Thursday, June 1, 2017



Men who fear the sunrise and the wind, reflected Paraashara in forgiveness, these are your twin discoveries: trade and war. In these have you barred the light and touch of God.’ Armies faced each other in battle, as in a mart of trade, with death as their tender; ants and worms, burden-carriers of the mart, heaved their tiny loads of flesh from the trenches, and hurried back and forth across the simmering line of battle.

Paraashara walked the captive Hayavadana along the mountainside, where in dugouts of snow, the soldiers kept vigil; the dead, their fingers frozen around their weapons, kept vigil over their own decomposition.

‘Look Hayavadana,’ Paraashara said,’ so many cadavers! And so much hide promises good trading.’
‘It does, indeed, General, sir.’

Imagine the fine things we can make with the hide, and the travellers who will come here to buy them.’

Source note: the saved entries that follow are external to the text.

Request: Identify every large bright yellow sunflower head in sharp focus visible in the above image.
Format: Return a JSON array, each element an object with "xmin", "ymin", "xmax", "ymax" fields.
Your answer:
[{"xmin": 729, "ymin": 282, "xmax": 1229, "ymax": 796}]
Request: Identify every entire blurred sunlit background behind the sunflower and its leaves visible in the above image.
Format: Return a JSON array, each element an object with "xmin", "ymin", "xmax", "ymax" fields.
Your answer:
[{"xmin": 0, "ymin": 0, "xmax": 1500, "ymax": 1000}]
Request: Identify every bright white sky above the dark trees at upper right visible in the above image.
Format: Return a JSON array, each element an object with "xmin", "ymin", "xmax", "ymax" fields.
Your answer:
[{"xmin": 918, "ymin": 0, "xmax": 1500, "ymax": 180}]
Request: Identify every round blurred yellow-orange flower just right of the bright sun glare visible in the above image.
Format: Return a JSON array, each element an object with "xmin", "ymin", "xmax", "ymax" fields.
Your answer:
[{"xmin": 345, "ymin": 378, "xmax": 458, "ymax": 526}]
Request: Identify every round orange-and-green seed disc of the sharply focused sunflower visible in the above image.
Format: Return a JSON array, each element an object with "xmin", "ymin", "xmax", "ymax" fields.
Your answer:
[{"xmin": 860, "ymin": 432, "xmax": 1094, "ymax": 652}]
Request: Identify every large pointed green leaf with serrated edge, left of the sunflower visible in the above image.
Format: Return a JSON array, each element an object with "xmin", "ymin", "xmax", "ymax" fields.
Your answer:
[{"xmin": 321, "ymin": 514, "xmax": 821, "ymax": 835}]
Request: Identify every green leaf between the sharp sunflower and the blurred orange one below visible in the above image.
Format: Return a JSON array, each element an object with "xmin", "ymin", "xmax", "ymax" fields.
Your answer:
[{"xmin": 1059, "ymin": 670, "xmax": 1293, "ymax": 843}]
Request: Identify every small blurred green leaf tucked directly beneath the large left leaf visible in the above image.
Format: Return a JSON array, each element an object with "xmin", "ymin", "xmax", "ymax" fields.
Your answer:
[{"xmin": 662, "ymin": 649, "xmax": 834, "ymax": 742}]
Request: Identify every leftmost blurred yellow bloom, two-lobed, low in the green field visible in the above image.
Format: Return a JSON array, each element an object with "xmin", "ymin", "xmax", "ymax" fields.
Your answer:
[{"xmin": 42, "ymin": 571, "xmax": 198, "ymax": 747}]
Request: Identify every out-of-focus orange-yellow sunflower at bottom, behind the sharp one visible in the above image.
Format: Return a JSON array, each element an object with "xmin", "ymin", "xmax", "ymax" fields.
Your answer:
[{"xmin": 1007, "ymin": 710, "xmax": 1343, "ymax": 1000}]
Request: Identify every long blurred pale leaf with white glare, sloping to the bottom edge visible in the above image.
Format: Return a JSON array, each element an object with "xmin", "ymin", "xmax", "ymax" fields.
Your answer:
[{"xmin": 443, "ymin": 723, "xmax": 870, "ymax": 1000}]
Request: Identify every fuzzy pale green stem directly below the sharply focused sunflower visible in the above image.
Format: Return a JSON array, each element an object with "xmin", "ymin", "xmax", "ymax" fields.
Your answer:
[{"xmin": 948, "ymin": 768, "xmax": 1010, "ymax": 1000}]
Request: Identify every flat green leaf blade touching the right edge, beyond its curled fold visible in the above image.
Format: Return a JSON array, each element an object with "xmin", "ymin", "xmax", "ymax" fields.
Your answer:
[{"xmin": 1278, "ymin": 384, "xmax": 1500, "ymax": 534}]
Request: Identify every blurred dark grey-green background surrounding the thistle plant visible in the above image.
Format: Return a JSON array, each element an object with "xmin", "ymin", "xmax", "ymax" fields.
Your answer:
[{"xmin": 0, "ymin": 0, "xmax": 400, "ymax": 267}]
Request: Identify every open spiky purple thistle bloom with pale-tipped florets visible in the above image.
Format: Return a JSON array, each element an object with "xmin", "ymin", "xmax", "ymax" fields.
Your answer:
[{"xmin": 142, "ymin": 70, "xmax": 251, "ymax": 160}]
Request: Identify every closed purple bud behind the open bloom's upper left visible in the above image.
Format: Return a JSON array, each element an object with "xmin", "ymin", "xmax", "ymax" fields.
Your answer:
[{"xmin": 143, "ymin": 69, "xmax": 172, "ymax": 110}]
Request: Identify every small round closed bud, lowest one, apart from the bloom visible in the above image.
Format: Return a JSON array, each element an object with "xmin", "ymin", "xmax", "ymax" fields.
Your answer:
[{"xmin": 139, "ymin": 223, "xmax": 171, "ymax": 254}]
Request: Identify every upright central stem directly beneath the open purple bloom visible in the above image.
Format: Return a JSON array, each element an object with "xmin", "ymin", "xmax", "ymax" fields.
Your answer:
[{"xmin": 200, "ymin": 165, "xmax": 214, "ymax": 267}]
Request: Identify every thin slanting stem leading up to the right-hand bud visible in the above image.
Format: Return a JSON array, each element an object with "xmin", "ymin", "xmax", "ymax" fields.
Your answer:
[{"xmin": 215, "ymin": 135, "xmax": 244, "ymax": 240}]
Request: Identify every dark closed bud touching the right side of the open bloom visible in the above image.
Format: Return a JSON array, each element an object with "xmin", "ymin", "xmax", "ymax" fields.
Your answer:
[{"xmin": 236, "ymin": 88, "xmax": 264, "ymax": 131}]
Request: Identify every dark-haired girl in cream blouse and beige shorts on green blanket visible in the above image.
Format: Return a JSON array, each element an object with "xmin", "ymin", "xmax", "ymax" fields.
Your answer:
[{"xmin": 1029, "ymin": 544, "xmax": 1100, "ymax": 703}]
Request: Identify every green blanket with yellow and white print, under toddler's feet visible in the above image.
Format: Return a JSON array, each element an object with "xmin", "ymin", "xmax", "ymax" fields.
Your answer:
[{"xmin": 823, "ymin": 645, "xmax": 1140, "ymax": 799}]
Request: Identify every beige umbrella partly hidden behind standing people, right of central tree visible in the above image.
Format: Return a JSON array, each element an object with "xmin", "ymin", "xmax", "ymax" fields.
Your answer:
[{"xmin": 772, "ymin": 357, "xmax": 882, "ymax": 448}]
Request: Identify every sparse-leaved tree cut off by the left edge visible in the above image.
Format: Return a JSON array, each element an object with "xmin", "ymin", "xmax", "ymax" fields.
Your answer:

Hayavadana now felt at ease with his captor. He volunteered, ‘We could do many more things to please the travellers, sir. We could set up state-run bordellos. Women in cages would undoubtedly excite the travellers. It would help them experience their own brutal past again.’

‘Great will our earnings be, in precious hard currency. What then might we do with all that money?
Hayavadana smiled at the thought.

‘Sir, we can import candy and toys.’

‘What else?’

`Guns and rockets, flying machines and machines to ignite nuclear conflagrations.’

`What else?’

Hayavadana forgot his captivity as the guns aroused his lust.

‘Concubines, sir,’ said the man-woman.

‘Concubines?’

‘Yes, sir. We make Sorrows so that we can buy guns. The gun-sellers would reward us for buying from them, they will give us much gold. With that gold we can pay for more concubines.’

‘The story of the wealth of nations?’

‘So it is, sir.’



--O.V.Vijayan, The Saga of Dharmapuri.